Recep ayının fazileti ve bu ayda oruç tutulmasıyla ilgili rivayetlerinin zayıf olması dolayısıyla bu orucun hükmü hakkında âlimler değişik görüşler ileri sürmüştür. Bazı âlimler Recep ayında oruç tutmayı müstehap kabul ederken, bazıları Recep ayını özel bir kutsiyet atfedilmesi ve halkın bunu zorunlu bir ibadet şeklinde algılaması endişesiyle bu ayda oruç tutmayı sakıncalı görmüştür. Bir kısım âlimler de özellikle Recep ayının tamamını oruçlu geçirmeyi hoş karşılamıştır. Şaban ayının büyük bir kısmını ya da tamamını oruçlu geçiren Hz. Peygamber Ramazan dışında ki en faziletli orucun Şaban’da tutulan oruç olduğunu ifade etmiştir. (Tirmizî, “Zekât”, 28). Bundan dolayı Şaban ayında oruç tutulması çoğunluk tarafından mendup sayılmakla birlikte; Resûl-i Ekrem’in Ramazan ayından başka hiçbir ayın bütününü oruçlu geçirmediğine dair hadislere (Buhâri, Şavm,” 52; Müslim, “Şıyâm”, 175-178) ve Şaban’ın on beşinden sonra orucun terk edilmesine yönelik rivayetlere dayanan bazı âlimler, orucu farz olan Ramazan ayına şevkle girmeyi zorlaştıracağı düşüncesiyle bu ayın ikinci yarısında oruç tutmayı mekruh görmüştür.

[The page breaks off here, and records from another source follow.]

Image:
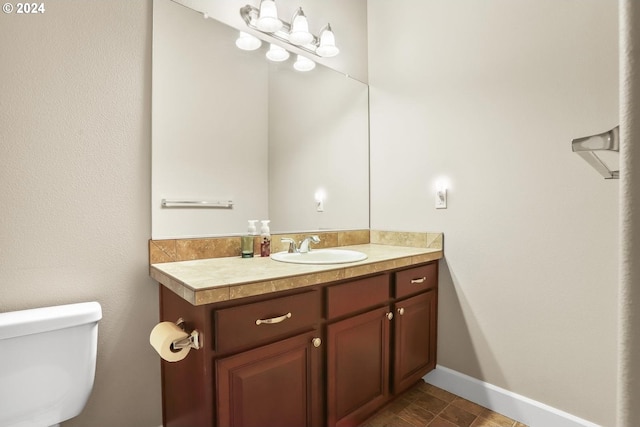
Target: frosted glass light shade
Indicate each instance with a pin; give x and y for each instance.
(304, 64)
(247, 42)
(327, 47)
(277, 53)
(299, 33)
(268, 17)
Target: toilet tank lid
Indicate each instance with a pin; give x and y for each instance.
(44, 319)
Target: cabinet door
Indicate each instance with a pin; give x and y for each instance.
(357, 367)
(277, 385)
(415, 339)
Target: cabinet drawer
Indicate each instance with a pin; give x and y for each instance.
(416, 279)
(357, 295)
(258, 323)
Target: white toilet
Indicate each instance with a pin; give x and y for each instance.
(47, 363)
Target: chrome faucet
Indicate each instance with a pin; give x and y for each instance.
(293, 249)
(304, 245)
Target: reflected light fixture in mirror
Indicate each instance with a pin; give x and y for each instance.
(304, 64)
(248, 42)
(277, 53)
(268, 17)
(327, 47)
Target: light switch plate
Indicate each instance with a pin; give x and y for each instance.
(441, 199)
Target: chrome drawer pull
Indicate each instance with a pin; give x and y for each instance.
(274, 319)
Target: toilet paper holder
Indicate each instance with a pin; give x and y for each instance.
(194, 340)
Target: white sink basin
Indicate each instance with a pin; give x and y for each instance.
(320, 256)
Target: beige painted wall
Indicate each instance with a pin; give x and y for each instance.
(490, 100)
(488, 96)
(75, 123)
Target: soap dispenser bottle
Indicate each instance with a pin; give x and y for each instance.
(247, 241)
(265, 238)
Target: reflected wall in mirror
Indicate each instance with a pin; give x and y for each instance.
(231, 125)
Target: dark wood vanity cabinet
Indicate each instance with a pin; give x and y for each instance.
(415, 324)
(275, 385)
(328, 355)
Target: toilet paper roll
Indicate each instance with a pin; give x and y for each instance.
(162, 335)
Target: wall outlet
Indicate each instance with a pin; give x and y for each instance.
(441, 199)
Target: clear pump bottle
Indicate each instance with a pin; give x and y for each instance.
(246, 244)
(265, 238)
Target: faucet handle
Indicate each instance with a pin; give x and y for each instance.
(305, 244)
(292, 244)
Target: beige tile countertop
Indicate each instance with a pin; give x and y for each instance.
(213, 280)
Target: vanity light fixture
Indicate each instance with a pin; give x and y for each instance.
(277, 53)
(296, 34)
(299, 34)
(248, 42)
(267, 20)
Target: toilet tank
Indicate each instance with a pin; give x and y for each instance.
(47, 363)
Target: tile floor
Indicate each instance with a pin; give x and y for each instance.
(425, 405)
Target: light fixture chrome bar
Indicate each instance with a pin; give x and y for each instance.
(220, 204)
(587, 148)
(250, 15)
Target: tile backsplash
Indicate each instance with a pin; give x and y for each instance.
(172, 250)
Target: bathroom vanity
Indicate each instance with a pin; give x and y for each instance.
(298, 345)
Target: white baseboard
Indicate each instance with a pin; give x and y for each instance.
(515, 406)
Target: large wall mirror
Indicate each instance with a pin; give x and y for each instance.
(230, 125)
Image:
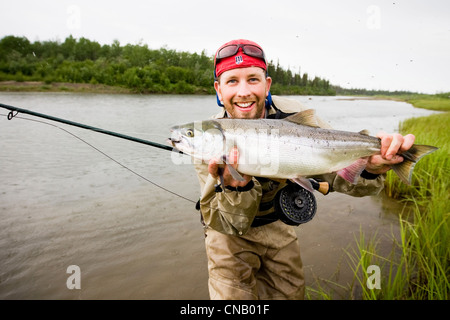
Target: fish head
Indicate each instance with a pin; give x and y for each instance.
(201, 139)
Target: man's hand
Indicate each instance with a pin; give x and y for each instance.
(217, 168)
(392, 145)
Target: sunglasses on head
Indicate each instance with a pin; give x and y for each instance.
(232, 49)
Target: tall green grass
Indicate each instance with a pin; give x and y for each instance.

Dini gelenekte üç aylara önem verilmesinin sebeplerinden biri de bu aylarda bulunan  geceleridir. Recep ayının ilk Cuma gecesi Regaib, aynı ayın yirmi yedinci gecesi Mi’rac, Şaban ayının on beşinci gecesi Berat ve Ramazan ayının yirmi yedinci gecesi Kadir gecesidir. Regaib ile Berat’ın kutsallığı kesin olmadığı gibi bu gecelerde ifa edilecek ibadetler hakkında kaynaklarda sahih hadislere rastlanmamaktadır. Bunlardan en önemlisi Kadir gecesidir. Aynı adı taşıyan sûre de Kur’an’ın inmeye başladığı bu gecenin bin aydan daha hayırlı olduğu bildirilmektedir. (el-Kadr 97/1-3). Kadir gecesinin Ramazan ayının yirmi yedinci gecesine rastladığı âlimlerin çoğunluğu tarafından benimsenmiştir. Üç aylarda nafile namaz kılınması, itikâfa girilmesi, bu aylarda yedi sene oruç tutulduktan sonra kurban kesilmesi gibi özel ibadet şekilleri kaynaklarda yer almamaktadır. Üç aylarda vefat eden kimsenin sorgusunun yapılmayacağı yolunda ki inanışında aslı yoktur.

Mi’racın İslâm âlemi olarak yükselmemize, yücelmemize, birlik ve beraberliğimize vesile olmasını yüce Rabbimizden diliyoruz. Allah’a emanet olunuz.